End-to-end automatic speech recognition (ASR) models have seen revolutionary quality gains with the recent development of large-scale universal speech models (USM). However, deploying these massive USMs is extremely expensive due to the enormous memory usage and computational cost. Therefore, model compression is an important research topic to fit USM-based ASR under budget in real-world scenarios. In this study, we propose a USM fine-tuning approach for ASR, with a low-bit quantization and N:M structured sparsity aware paradigm on the model weights, reducing the model complexity from parameter precision and matrix topology perspectives. We conducted extensive experiments with a 2-billion parameter USM on a large-scale voice search dataset to evaluate our proposed method. A series of ablation studies validate the effectiveness of up to int4 quantization and 2:4 sparsity. However, a single compression technique fails to recover the performance well under extreme setups including int2 quantization and 1:4 sparsity. By contrast, our proposed method can compress the model to have 9.4% of the size, at the cost of only 7.3% relative word error rate (WER) regressions. We also provided in-depth analyses on the results and discussions on the limitations and potential solutions, which would be valuable for future studies.

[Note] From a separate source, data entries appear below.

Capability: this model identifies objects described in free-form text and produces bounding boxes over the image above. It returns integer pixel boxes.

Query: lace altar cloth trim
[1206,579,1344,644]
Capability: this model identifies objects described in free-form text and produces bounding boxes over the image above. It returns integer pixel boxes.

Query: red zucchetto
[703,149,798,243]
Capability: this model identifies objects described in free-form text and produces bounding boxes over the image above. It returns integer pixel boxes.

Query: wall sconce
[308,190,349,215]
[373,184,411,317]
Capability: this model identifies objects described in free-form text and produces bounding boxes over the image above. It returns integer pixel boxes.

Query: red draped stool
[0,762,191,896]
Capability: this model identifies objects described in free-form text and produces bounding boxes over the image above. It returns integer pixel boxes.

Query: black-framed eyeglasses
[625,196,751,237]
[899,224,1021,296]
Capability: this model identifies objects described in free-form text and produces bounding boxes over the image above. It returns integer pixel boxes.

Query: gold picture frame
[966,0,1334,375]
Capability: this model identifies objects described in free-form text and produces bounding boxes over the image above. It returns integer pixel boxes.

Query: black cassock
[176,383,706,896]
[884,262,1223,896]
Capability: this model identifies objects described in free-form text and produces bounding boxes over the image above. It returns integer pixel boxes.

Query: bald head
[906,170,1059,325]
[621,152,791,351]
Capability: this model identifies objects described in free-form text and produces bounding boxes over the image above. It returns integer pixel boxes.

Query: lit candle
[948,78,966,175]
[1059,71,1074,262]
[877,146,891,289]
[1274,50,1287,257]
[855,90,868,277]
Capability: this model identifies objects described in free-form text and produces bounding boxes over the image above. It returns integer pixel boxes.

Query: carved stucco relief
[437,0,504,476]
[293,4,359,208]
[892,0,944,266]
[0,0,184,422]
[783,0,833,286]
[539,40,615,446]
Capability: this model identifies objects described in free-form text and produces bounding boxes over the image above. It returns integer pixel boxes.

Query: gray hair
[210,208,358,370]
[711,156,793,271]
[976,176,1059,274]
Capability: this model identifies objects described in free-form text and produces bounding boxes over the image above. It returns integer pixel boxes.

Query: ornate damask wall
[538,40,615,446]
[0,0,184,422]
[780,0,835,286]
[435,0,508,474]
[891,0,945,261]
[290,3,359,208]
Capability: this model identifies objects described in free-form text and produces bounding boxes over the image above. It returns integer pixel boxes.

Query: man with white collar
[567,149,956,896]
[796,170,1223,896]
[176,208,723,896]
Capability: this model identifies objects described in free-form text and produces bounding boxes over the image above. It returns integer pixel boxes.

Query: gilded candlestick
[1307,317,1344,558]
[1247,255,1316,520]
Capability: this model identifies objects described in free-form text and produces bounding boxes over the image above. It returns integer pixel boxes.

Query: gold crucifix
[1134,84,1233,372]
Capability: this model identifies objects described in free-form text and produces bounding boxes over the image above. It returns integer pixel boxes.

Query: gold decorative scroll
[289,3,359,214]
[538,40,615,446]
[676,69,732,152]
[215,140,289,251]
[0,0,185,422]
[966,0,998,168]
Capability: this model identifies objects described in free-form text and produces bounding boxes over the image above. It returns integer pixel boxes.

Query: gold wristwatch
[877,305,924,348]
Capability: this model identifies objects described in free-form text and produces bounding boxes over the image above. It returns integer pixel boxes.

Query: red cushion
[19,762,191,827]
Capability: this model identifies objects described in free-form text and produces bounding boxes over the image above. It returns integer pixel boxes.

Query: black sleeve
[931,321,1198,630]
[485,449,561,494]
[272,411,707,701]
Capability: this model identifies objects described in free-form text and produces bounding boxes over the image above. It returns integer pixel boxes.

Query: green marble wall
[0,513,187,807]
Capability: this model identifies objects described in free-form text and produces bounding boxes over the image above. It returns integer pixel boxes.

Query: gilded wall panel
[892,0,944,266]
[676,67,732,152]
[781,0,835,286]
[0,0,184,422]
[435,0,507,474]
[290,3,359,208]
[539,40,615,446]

翻译：端到端自动语音识别（ASR）模型得益于近期大规模通用语音模型（USM）的发展，在识别质量上取得了革命性提升。然而，这些大规模USM模型由于极高的内存占用和计算成本，导致其部署成本极为高昂。因此，模型压缩成为在现实场景预算限制下部署基于USM的ASR系统的重要研究方向。本研究提出一种面向ASR的USM微调方法，通过在模型权重上引入低位量化与N:M结构化稀疏感知机制，从参数精度和矩阵拓扑两个维度降低模型复杂度。我们使用20亿参数的USM在大规模语音搜索数据集上进行了广泛实验评估。系列消融实验验证了int4量化与2:4稀疏度的有效性。然而，在int2量化和1:4稀疏度等极端设置下，单一压缩技术难以恢复模型性能。相比之下，我们提出的方法可将模型压缩至原始规模的9.4%，仅带来7.3%的相对词错误率（WER）退化。我们还提供了对结果的深入分析，并讨论了现有局限与潜在解决方案，这些将为后续研究提供重要参考价值。